The Irish people deserve better.
This is the not unreasonable thrust of ICTU’s pre-budget submission for 2017.
People deserve better than the five-in-a-row inequality-increasing budgets they were subjected under the previous Fine Gael-led government.
People deserve more investment in the health, education and welfare services on which they depend: more hospital beds, more special needs assistants, more home care packages. These can make a real and positive improvement in people’s immediate living standards, while reducing reliance on the sort of spending that becomes necessary when such early interventions have been in short supply. Home care packages are a prime example. For a relatively small outlay, people can be helped to live a full life in their homes and in their communities, as they grow older, rather than being carted off to a more expensive hospital or nursing home.

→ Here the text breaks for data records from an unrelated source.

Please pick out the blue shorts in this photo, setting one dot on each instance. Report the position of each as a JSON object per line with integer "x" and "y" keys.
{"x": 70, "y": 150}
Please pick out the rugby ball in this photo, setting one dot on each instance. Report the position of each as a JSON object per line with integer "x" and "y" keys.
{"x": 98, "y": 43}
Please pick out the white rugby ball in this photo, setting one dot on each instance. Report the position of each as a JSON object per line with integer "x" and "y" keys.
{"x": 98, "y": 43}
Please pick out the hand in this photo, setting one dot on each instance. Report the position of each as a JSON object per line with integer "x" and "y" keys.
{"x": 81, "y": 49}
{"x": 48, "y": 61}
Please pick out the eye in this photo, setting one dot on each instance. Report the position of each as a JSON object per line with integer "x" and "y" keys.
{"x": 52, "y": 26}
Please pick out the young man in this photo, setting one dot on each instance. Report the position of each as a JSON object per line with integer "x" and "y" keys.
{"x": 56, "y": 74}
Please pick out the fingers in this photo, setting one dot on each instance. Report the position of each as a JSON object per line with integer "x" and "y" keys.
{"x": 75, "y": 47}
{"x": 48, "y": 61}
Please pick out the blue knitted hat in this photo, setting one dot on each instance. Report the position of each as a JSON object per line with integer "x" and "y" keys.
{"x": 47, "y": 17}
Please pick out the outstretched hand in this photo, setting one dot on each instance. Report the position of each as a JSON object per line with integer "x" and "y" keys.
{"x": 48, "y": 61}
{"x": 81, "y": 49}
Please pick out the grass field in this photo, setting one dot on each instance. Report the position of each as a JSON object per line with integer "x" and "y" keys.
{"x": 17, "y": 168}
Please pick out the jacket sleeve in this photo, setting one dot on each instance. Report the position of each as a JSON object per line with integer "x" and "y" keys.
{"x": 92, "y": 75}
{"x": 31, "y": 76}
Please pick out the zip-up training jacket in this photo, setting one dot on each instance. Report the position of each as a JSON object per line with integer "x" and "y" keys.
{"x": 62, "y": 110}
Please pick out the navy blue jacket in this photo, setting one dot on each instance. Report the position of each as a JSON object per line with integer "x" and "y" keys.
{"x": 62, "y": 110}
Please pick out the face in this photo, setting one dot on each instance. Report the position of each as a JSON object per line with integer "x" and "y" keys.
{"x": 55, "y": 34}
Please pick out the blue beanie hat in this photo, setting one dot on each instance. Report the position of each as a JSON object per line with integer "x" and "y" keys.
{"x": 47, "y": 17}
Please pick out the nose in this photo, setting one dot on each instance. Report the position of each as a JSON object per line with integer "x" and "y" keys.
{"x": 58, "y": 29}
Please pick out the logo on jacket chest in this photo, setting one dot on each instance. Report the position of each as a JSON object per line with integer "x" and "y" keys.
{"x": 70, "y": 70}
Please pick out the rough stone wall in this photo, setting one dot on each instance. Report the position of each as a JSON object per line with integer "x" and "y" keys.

The country also urgently needs to ramp up its capital spending programme to address the housing crisis and plug the most critical infrastructure gaps that are holding our economy back. The Action Plan for Housing and Homelessness is clearly welcome, but it’s a case of too little too late. The housing crisis has been brewing for years as the dysfunctional rental and owner-occupier property markets have been allowed to fester. The Plan’s social housing target of 5,000 new builds per year by 2021 – from next to zero currently – lacks ambition in the face of the scale of the emergency. More generally, capital spending has been cut to the bone since 2008. Under-investment in public transport, rural broadband, flood defence, waste management and water infrastructure reduce living standards today while imposing constraints on future economic growth.